Nº.61 UNIVERSO Dez 2016 | Jan 2017

Por Márcio Derbli
23/9/15

Assistimos ao nascimento de um imaginário no Brasil de que o país estaria sendo invadido por hordas de imigrantes e refugiados. Na verdade, somos uma das nações que menos recebem estrangeiros permanentemente. Para o padre Paolo Parise, que coordena a Missão Paz, que acolhe migrantes, imigrantes e refugiados na cidade de São Paulo, uma das origens do preconceito com relação aos imigrantes é o desconhecimento sobre o outro. Conhecer a história dessas pessoas é fundamental para debater e diminuir o preconceito. Parise nasceu em Marostica, uma comuna italiana da região do Vêneto. Começou a trabalhar com refugiados e imigrantes na década de 1980, ainda naquele país, principalmente com pessoas do norte da África. No Brasil desde 1992, atuou em missões no litoral paulista e na Zona Sul paulistana, antes de coordenar a Missão Paz, na Paróquia Nossa Senhora da Paz, que fica na região central da cidade. A paróquia, construída em 1940 e ligada à congregação católica scalabriniana, acolhe comunidades coreanas, vietnamitas, africanas e latinas desde 1968.  Nesta entrevista para a revista Pré-Univesp, o padre fala da intensa rotina de trabalho da Missão Paz e do desafio de integrar essas pessoas e combater o preconceito contra elas.

Pré-Univesp – Qual é a distinção entre imigrante e refugiado?

Padre Paolo Parise – Esse é um detalhe interessante. Foi uma conquista no protocolo (de imigração) tirar o termo refugiado por conta do preconceito da sociedade brasileira. Em outros lugares do mundo, refugiado não tem a conotação que tem no Brasil. Muitas pessoas no Brasil escutam “refugiado” e entendem que a pessoa está fugindo, que tem problemas com a justiça em seu país.  Muitos olham o refugiado como se fosse um egresso. Por isso o Comitê Nacional para os Refugiados (Conare) solicitou a substituição desse termo. Então, no Registro Nacional de Estrangeiros (RNE) não aparece mais o termo refugiado.
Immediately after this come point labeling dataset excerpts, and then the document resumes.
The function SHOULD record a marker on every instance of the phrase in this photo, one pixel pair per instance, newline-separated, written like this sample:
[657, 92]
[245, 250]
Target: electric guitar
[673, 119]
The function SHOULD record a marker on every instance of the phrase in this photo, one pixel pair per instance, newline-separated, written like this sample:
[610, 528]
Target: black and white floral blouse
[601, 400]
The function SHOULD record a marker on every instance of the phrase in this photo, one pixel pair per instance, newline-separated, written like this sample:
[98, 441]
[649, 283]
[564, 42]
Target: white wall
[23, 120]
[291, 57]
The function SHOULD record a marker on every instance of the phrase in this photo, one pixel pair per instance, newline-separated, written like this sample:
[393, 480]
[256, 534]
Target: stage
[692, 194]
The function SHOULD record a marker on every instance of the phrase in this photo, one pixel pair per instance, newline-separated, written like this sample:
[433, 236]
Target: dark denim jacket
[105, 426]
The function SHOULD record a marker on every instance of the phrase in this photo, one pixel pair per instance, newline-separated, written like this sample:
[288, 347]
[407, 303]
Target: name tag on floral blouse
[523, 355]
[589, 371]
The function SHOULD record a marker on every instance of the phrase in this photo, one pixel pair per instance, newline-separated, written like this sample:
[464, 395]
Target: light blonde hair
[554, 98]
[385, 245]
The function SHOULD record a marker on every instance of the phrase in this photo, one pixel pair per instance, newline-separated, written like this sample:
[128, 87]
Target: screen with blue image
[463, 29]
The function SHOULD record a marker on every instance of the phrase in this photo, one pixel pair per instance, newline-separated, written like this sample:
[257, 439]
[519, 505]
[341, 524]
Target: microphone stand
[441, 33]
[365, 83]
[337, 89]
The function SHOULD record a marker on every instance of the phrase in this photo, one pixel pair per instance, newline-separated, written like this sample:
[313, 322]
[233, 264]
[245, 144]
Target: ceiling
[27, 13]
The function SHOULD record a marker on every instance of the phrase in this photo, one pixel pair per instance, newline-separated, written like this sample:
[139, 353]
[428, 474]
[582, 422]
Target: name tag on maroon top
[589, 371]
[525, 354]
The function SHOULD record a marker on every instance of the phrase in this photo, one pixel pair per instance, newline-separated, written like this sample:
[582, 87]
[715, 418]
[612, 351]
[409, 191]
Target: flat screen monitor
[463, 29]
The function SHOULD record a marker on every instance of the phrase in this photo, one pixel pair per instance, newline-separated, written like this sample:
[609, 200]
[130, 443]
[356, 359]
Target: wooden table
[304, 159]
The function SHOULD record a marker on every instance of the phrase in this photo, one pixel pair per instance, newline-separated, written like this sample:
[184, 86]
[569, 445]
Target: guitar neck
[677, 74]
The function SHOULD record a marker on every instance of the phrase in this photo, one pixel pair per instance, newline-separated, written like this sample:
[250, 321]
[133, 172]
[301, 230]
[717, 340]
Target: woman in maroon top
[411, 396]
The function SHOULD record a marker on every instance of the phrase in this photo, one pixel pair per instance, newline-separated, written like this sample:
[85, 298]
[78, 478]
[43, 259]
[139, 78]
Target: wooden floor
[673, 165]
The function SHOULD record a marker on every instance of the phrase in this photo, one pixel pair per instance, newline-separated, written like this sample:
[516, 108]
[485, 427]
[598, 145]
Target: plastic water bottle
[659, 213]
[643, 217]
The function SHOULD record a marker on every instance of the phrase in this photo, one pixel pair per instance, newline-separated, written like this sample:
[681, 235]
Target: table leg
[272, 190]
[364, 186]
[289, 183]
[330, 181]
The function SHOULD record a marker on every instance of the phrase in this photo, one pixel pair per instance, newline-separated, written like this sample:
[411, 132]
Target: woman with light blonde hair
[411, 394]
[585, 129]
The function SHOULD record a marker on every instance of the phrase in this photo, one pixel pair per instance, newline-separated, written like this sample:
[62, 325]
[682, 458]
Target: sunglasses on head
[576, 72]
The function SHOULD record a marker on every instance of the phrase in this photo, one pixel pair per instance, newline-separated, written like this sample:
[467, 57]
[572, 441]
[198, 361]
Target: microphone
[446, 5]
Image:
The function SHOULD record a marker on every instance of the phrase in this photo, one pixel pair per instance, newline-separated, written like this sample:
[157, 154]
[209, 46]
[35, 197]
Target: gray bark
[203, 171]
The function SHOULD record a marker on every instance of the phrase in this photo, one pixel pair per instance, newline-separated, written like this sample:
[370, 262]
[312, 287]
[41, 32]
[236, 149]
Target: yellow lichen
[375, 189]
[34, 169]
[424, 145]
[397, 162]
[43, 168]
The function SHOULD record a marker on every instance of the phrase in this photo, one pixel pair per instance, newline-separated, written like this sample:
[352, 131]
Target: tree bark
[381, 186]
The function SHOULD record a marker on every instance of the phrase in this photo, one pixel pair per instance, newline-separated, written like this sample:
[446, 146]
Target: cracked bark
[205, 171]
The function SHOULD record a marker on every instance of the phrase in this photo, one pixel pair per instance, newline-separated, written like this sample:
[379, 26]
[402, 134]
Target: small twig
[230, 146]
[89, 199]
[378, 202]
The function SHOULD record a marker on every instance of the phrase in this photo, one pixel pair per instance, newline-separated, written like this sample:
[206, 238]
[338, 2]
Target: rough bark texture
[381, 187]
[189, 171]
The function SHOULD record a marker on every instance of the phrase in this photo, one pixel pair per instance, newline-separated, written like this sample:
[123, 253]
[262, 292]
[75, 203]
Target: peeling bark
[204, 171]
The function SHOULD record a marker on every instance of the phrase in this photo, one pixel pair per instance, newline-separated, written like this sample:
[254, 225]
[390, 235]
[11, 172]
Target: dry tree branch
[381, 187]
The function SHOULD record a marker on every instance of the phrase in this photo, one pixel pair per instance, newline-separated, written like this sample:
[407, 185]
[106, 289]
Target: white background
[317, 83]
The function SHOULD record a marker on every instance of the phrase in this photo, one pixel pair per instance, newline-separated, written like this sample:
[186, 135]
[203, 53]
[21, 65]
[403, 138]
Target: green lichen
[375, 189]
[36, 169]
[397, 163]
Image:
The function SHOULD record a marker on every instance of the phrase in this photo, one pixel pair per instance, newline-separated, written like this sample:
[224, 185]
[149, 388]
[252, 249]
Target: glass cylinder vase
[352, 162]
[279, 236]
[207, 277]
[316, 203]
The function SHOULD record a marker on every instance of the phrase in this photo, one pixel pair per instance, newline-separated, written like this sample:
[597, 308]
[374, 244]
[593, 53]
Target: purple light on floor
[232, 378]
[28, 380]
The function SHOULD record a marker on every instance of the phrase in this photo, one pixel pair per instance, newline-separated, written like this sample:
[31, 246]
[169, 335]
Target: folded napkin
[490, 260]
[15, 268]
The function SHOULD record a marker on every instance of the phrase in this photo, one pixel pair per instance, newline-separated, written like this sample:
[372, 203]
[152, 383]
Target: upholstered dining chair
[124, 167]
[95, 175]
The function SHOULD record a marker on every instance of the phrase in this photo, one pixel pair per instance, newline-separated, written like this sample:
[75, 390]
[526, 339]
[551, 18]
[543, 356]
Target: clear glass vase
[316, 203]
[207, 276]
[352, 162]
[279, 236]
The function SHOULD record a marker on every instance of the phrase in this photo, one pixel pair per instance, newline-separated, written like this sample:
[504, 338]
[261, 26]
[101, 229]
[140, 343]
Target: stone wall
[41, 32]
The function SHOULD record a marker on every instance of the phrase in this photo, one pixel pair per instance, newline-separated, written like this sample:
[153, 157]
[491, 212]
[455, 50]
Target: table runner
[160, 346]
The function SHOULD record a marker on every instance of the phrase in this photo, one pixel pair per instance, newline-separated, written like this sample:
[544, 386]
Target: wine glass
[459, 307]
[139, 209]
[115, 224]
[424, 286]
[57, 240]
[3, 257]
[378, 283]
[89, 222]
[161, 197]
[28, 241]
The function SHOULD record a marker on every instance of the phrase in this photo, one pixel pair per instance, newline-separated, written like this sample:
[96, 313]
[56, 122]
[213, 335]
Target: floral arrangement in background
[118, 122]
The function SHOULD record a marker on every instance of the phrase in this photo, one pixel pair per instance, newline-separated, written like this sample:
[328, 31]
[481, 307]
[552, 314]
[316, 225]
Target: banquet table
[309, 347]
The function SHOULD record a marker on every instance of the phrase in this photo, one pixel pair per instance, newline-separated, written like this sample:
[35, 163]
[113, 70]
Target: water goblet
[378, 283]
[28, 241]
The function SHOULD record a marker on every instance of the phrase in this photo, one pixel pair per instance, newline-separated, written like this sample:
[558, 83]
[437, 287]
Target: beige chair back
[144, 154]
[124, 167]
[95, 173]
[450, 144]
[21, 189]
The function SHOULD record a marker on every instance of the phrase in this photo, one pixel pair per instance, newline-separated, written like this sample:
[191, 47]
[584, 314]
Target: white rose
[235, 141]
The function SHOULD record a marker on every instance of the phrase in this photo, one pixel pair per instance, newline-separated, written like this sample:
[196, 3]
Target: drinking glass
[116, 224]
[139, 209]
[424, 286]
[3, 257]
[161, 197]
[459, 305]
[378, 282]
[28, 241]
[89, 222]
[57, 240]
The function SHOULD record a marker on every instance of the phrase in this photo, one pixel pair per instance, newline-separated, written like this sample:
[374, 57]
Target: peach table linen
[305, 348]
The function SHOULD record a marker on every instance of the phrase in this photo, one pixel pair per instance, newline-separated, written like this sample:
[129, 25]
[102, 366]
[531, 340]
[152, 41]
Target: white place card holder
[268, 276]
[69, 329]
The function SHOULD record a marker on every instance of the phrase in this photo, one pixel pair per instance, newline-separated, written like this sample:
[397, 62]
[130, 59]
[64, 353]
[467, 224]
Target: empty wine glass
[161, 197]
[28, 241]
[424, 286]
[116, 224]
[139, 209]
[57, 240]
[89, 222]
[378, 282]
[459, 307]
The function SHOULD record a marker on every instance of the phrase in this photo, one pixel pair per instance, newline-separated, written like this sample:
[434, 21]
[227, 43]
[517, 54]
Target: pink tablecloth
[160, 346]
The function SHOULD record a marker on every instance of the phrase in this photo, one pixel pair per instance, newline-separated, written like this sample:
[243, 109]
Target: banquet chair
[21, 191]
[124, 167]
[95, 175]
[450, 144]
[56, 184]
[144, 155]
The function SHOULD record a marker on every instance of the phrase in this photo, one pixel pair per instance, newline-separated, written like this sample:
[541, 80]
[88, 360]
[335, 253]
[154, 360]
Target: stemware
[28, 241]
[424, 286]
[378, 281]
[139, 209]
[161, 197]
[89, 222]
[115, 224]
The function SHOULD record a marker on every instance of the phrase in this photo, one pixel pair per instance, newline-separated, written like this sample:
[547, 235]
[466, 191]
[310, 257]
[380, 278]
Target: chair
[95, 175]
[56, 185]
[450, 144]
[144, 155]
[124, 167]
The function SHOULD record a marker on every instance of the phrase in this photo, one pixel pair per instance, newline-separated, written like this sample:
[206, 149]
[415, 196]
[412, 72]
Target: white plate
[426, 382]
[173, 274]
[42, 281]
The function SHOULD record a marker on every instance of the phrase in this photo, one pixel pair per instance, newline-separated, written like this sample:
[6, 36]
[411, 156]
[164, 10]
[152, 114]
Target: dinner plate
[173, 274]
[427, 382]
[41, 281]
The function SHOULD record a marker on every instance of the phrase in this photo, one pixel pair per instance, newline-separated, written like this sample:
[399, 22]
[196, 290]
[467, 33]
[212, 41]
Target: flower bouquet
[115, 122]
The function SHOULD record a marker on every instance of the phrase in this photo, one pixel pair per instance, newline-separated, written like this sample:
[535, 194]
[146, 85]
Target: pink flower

Imigrante é aquele movido mais por questões econômicas, às vezes também outras razões entram em jogo, mas podemos dizer entre aspas que não é forçado (a deixar seu país). Apesar de que, às vezes, a economia também força. O refugiado é aquele que sai por uma série de ameaças, perseguições políticas, religiosas, sexuais. Então refugiado cuja vida está em risco, por isso ele abandona seu país e pede refúgio em outro lugar. É o que tem acontecido com os sírios, congoleses e alguns angolanos. Existe uma legislação internacional que prevê que essas pessoas não podem ser extraditadas, como aconteceria com um imigrante ilegal.

Pré-Univesp – Atualmente quantas pessoas a Missão Paz abriga?

Padre Paolo Parise – A Casa do Migrante, um dos setores da Missão Paz, tem capacidade máxima para 110 pessoas. Está lotada. Os maiores grupos nesse momento são do Haiti, República Democrática do Congo, Angola e Nigéria. Estamos acolhendo também grupos da Síria, Togo, Mali, Guiné Bissau e Serra Leoa. Na média temos entre oito e quinze nacionalidades na Casa. Temos ainda atendimento jurídico, médico, psicológico, documentação, encaminhamento para trabalho, cursos profissionalizantes, visitas às famílias, assistência social. É um mundo aqui, por onde passa muita gente, uma média de duzentas pessoas por dia.

Pré-Univesp – A Missão Paz trabalha com voluntários? Como as pessoas podem colaborar?

Padre Paolo Parise – Ela tem 34 funcionários, quinze estagiários e mais de sessenta voluntários. É um time com mais de cem pessoas atuando. Neste momento temos lista de espera para os voluntários. Nossa necessidade atual é de voluntários que falem árabe. Em termos de produtos, precisamos de fraldas, leite em pó, roupas de criança, carrinhos de bebê, bilhetes de metrô unitários, que usamos para nossos residentes irem para uma entrevista de emprego, por exemplo, ou para quem está fazendo um curso. Isso facilita muito.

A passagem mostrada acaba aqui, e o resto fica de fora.